News from the Internet Corporation for Assigned Names and Numbers


Announcements This Week

Public Comment: Geographic Regions Review – Draft Final Report

30 September 2011 | The Draft Final Report outlines specific recommendations from the Working Group to the ICANN Board regarding how the present Geographic Regions Framework can be modified to ensure that the organizational principles of geographic and cultural diversity are honored and maintained. Mindful of the potential implications even small changes to the framework could have on the wider community, the WG decided to make this draft document available to the community for review and comment before the WG formally publishes its Final Report.
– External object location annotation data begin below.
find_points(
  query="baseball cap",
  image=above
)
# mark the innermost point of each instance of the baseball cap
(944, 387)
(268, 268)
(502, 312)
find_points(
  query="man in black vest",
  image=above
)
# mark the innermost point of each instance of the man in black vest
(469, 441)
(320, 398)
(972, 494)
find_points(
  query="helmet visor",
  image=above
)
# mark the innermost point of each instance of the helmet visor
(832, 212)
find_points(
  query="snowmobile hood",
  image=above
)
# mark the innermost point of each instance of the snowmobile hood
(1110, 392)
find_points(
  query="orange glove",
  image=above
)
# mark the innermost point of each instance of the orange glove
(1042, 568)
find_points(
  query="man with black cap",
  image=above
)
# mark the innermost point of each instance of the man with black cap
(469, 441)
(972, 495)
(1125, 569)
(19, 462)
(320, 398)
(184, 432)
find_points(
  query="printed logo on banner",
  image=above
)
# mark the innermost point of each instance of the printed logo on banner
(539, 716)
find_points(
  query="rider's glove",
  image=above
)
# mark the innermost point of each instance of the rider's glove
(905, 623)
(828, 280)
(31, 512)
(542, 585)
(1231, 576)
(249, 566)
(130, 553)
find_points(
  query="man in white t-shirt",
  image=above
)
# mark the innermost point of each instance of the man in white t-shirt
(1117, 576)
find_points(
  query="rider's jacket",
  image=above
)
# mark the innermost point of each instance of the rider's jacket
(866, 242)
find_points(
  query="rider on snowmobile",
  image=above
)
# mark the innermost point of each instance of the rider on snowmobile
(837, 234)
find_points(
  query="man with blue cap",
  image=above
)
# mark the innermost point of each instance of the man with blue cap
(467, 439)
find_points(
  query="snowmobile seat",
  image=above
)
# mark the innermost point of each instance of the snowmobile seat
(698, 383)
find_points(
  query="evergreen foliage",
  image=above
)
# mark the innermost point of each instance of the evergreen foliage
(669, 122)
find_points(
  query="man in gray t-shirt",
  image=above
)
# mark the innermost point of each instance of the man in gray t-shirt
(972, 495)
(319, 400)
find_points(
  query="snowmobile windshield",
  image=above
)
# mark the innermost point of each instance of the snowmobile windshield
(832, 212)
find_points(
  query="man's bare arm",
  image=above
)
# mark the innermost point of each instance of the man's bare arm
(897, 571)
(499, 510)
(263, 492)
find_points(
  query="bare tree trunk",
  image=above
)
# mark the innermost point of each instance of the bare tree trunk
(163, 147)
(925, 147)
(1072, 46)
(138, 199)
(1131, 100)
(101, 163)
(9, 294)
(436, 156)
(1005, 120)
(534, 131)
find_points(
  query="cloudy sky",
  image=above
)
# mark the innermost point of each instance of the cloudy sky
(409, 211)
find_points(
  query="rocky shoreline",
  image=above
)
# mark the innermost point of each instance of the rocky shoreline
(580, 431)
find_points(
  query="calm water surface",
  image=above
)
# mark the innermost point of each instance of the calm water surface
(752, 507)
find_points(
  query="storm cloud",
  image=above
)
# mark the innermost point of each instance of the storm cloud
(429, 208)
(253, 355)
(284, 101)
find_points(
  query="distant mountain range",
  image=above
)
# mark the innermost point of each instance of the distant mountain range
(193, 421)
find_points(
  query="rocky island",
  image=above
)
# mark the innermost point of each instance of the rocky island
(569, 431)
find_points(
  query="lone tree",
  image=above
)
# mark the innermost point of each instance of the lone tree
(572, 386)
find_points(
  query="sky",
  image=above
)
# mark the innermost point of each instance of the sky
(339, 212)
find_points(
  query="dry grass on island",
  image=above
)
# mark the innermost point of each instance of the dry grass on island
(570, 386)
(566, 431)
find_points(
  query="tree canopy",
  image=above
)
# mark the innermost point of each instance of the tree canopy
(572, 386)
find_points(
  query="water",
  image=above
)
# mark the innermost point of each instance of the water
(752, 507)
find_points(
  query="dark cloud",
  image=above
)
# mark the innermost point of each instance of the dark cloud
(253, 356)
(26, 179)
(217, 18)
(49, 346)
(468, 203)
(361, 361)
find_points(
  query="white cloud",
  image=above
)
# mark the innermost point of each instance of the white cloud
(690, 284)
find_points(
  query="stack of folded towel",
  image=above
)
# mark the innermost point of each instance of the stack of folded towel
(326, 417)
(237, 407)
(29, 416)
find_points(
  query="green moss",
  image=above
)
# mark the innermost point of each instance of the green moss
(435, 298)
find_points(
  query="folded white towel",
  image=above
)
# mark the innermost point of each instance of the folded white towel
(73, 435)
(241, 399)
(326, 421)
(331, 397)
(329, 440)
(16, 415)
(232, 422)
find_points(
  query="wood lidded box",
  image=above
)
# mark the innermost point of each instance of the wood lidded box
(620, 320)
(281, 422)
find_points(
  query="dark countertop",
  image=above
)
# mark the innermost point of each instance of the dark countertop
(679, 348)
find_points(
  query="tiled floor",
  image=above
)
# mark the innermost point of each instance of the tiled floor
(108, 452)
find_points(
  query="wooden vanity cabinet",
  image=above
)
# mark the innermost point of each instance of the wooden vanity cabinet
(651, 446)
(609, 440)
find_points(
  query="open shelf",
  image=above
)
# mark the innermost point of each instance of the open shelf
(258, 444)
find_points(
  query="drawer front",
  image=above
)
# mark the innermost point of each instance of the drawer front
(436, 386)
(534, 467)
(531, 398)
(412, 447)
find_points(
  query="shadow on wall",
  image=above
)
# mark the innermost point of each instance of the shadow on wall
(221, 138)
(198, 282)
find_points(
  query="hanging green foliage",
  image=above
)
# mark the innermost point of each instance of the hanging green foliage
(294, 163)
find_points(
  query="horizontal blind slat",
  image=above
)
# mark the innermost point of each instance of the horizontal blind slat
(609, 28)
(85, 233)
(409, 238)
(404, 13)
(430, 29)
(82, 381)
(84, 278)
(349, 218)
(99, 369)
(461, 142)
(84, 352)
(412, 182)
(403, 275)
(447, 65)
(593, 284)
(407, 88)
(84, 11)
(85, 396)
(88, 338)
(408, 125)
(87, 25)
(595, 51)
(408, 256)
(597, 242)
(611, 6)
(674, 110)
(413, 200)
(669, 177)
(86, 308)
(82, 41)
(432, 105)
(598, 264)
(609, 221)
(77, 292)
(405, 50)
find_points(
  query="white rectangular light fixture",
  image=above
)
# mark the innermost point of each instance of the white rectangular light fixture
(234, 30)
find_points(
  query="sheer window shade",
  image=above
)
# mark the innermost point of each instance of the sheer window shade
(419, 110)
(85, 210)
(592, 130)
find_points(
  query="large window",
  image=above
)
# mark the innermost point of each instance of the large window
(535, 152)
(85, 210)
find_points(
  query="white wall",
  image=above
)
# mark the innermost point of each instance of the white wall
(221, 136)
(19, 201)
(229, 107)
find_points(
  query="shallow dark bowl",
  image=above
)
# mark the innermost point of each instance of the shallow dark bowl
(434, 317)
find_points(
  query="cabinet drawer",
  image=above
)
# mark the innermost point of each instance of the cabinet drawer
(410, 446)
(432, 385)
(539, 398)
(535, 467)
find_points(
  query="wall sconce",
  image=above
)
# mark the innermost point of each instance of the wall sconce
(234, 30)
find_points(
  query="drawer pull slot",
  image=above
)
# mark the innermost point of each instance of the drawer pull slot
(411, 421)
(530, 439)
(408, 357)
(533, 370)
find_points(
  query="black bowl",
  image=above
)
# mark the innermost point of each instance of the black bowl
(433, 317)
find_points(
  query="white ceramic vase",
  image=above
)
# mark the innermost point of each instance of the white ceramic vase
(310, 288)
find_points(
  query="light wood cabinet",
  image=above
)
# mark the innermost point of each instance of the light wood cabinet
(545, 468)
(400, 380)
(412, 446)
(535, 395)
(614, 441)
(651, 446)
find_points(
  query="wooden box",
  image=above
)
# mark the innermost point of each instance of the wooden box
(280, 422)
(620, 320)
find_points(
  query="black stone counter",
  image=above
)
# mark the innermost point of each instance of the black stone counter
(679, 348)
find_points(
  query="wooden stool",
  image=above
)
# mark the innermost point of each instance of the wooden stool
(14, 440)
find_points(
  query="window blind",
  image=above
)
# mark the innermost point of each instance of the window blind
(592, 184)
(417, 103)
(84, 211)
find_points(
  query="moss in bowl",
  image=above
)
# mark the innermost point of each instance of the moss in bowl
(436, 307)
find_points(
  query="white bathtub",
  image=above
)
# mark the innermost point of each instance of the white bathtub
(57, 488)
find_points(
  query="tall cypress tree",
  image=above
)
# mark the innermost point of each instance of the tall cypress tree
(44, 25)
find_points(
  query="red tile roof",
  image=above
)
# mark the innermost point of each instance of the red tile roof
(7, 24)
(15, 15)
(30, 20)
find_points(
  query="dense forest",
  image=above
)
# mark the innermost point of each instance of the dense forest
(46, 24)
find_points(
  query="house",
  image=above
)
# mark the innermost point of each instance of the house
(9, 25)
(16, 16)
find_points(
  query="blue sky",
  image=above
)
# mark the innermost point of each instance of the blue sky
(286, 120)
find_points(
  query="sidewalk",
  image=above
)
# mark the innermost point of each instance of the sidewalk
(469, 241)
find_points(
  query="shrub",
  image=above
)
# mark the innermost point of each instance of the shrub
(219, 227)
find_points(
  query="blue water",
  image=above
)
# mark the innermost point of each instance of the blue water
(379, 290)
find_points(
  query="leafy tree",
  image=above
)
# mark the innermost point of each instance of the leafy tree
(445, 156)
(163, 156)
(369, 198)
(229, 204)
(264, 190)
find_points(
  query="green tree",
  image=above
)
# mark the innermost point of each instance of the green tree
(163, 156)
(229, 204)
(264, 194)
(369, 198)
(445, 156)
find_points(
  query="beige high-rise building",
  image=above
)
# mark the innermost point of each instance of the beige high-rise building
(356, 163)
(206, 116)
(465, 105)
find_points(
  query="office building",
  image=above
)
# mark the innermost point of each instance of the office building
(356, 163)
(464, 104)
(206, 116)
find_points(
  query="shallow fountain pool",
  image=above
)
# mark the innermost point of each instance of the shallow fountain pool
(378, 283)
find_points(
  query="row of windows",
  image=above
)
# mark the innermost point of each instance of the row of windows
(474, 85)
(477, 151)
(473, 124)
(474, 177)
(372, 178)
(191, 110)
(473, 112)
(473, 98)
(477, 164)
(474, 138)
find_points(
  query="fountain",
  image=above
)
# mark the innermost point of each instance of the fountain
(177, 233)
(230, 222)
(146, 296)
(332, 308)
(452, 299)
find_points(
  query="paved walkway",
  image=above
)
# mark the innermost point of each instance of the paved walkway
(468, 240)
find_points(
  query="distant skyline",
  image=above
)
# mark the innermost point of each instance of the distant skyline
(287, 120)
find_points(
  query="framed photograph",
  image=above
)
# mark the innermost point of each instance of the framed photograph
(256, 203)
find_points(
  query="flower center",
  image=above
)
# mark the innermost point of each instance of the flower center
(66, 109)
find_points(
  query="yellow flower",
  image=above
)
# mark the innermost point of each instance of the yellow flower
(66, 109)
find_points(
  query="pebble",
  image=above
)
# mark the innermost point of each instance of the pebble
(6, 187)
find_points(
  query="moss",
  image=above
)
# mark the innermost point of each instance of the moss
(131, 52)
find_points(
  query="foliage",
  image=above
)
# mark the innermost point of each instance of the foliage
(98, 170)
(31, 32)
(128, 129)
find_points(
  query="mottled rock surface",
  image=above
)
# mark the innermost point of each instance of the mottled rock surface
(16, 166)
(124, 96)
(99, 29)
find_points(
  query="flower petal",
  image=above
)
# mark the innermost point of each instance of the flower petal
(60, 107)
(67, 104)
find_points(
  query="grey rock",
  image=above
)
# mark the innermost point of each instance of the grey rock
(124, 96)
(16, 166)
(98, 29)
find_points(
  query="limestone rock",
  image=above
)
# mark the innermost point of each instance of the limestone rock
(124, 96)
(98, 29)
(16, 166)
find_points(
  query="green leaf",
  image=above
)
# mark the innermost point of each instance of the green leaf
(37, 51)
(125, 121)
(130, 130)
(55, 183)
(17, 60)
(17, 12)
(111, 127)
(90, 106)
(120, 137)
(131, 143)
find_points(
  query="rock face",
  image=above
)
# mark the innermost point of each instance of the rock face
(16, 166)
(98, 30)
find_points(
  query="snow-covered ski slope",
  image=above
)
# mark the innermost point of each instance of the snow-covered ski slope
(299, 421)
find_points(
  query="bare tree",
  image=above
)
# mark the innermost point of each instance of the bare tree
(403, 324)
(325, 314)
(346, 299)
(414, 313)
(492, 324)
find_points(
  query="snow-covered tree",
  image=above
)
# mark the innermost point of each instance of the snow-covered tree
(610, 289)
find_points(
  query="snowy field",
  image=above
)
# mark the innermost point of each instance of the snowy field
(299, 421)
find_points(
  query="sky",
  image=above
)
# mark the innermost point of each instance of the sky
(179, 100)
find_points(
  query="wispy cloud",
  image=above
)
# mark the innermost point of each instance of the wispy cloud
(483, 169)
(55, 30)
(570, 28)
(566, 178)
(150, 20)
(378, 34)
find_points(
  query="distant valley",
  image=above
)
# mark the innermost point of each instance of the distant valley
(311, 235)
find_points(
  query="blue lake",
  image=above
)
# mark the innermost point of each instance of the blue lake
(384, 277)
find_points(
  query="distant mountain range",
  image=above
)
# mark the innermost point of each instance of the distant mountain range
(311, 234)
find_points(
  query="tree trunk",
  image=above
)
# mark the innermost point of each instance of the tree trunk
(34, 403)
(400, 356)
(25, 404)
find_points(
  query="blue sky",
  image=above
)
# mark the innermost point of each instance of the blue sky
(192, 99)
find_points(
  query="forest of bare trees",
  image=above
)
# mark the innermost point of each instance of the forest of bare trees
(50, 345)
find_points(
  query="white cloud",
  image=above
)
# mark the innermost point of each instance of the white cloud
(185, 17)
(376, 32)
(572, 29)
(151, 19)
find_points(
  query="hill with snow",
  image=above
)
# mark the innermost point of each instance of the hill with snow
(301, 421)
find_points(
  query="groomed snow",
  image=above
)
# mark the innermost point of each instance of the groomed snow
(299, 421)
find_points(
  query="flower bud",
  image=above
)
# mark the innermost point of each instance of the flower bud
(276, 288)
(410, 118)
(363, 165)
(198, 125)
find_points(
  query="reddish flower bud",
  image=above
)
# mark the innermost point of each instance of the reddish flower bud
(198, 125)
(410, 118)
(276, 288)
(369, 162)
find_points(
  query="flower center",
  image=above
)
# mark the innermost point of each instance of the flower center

Fellowship Application Round Opens for ICANN International Public Meeting 43 in San Jose, Costa Rica

30 September 2011 | The Internet Corporation for Assigned Names and Numbers is now accepting online applications for the 15th round of the Fellowship program. Successful candidates will participate in the ICANN meeting to be held in San Jose, Costa Rica from 11-16 March 2012.

The Initial Comment Period for "Phase II of Public Comments Process Enhancements" Ends on 30 September 2011

30 September 2011 | As an initial test of the "Reply Cycle" concept introduced within this solicitation, the comment forum on this topic will be extended for an additional 15 days (15 October).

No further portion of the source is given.